Frequently Asked Questions
Are parents involved in providing speech-language therapy?
Yes. Parents are furnished suggested ways in which they may help their child develop better speech/language skills. If the therapist thinks it would prove beneficial, the student may be assigned home activities to reinforce the skills being addressed in the therapy sessions.
Will my child miss classroom
activities to attend speech therapy?
Possibly. Direct speech/language therapy sessions are provided in a small group setting, and are usually 20 to 30 minutes in length. Many students may attend these sessions once or twice a week. The amount of minutes depends on the severity of the disorder. Whenever possible, the sessions are scheduled around reading and mathematics instruction times in the classroom.

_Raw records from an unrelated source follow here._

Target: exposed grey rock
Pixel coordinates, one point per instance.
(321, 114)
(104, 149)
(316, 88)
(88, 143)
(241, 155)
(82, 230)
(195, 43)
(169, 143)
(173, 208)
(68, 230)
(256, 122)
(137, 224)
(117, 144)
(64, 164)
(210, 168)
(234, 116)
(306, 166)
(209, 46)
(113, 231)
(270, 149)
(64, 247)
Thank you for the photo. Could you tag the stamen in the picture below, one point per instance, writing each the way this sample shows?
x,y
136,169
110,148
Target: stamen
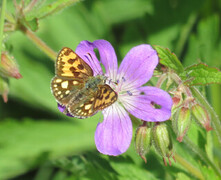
x,y
129,93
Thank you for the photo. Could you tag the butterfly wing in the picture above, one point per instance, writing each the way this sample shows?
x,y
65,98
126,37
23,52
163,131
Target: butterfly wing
x,y
90,105
64,89
71,73
70,65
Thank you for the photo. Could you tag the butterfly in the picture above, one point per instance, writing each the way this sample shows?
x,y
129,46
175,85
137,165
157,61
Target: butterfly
x,y
75,87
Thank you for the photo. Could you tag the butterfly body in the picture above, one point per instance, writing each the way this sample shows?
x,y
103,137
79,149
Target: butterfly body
x,y
75,87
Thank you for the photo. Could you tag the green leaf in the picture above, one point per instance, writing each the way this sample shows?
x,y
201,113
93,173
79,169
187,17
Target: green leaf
x,y
201,74
169,59
49,9
26,144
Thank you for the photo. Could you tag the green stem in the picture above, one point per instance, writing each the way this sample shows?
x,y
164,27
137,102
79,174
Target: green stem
x,y
202,155
2,20
189,167
214,118
185,33
39,43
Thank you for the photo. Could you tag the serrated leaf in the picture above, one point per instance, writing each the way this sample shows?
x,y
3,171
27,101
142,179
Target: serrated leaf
x,y
169,59
201,74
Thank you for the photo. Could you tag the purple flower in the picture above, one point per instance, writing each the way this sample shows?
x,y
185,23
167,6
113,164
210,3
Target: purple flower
x,y
114,134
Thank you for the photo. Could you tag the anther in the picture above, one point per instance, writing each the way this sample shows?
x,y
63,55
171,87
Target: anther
x,y
129,93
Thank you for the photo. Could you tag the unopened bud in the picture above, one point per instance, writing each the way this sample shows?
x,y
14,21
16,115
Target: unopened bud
x,y
4,89
162,141
201,116
143,141
9,67
181,122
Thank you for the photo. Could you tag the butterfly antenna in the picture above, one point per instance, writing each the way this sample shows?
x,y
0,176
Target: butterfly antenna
x,y
95,68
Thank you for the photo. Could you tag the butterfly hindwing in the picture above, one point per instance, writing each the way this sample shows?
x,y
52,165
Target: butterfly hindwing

How long will my child need speech-language services?
The length of time in the program varies, depending upon the type and severity of the disorder. A yearly assessment of the student's progress and needs assists the speech and language therapist in determining if a new IEP should be developed for the follow year, or if the child should be recommended for dismissal from the program.
What types of tests are administered during a speech-language evaluation?

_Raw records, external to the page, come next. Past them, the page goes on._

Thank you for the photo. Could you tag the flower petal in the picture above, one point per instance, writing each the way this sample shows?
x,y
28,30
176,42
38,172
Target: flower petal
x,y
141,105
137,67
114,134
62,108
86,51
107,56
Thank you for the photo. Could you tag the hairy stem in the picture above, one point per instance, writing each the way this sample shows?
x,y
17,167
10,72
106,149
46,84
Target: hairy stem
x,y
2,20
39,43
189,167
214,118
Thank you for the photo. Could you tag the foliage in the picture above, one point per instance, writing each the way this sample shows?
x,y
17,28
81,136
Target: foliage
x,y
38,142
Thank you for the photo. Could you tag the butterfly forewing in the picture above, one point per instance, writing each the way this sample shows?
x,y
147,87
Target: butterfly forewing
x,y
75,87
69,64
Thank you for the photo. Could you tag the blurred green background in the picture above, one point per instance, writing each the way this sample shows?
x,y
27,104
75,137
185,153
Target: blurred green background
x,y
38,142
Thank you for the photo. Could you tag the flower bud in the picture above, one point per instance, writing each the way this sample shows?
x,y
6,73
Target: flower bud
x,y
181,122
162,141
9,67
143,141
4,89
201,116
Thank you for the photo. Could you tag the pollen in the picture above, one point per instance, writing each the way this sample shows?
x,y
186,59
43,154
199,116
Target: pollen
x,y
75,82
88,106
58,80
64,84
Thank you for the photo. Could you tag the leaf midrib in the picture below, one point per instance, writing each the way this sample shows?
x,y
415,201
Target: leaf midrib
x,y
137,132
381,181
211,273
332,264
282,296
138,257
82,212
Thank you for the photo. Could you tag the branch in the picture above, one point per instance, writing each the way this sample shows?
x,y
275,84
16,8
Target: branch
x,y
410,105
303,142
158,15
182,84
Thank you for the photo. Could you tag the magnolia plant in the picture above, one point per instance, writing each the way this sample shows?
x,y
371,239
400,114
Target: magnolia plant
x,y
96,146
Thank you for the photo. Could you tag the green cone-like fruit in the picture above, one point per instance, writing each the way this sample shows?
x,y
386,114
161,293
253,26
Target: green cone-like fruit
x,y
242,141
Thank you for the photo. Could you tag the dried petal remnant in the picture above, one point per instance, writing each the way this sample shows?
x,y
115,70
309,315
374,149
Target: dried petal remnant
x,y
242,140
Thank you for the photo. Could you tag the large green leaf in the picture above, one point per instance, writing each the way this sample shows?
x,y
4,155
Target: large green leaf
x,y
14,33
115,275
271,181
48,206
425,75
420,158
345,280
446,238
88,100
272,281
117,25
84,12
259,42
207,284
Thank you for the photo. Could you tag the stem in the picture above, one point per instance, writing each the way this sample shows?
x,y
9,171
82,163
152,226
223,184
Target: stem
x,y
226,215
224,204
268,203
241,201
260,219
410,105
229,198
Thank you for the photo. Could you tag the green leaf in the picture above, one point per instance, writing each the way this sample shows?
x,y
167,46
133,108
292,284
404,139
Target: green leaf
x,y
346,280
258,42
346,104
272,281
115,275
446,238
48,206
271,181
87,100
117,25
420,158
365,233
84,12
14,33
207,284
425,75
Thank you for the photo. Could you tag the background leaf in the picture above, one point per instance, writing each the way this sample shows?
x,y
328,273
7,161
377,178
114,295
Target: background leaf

Articulation tests are administered to assess speech sound development. There are also various language and vocabulary tests. Many tests involve labeling or pointing to pictures, defining vocabulary, providing similarities and differences, and answering questions. The speech and language pathologist will choose the tests that are most appropriate for your child's needs. A full speech and language evaluation will assess both speech and language skills.
What causes a speech or language disorder?
There are many possible causes. Recurrent ear infections can cause delays in speech in language. A child may have a temporary hearing loss until approximately six weeks after the ear infection has cleared. Children learn speech sounds by listening to others. If a child has a hearing loss, delays will be noted. Some children are born with an inadequately formed oral cavity, which will cause difficulty forming sounds. A child needs appropriate muscle strength and coordination to speak correctly. Severe illness can also be the cause of speech and language disorders. For example, meningitis can cause deafness, mental retardation, and language disorders. Infants born premature are at a higher risk for communication delays. Children who have experienced brain damage may also have difficulty in the area of speech and language. Unfortunately, many times the cause of a speech or language problem can not be identified.
Can parents cause speech and language delays?
No. Parents are not to blame for their child's speech and language problems. Many children need help because of individual differences and their reactions to their environment.
What can I do to help my child communicate better?
Listen to what your child is saying while ignoring his/her errors. Ask others around your child to ignore mistakes as well. Provide your child with a slow verbal model, or repeat your child's utterance correctly. Try to give your child undivided attention while he/she is communicating. Let your child know that what he/she says is important.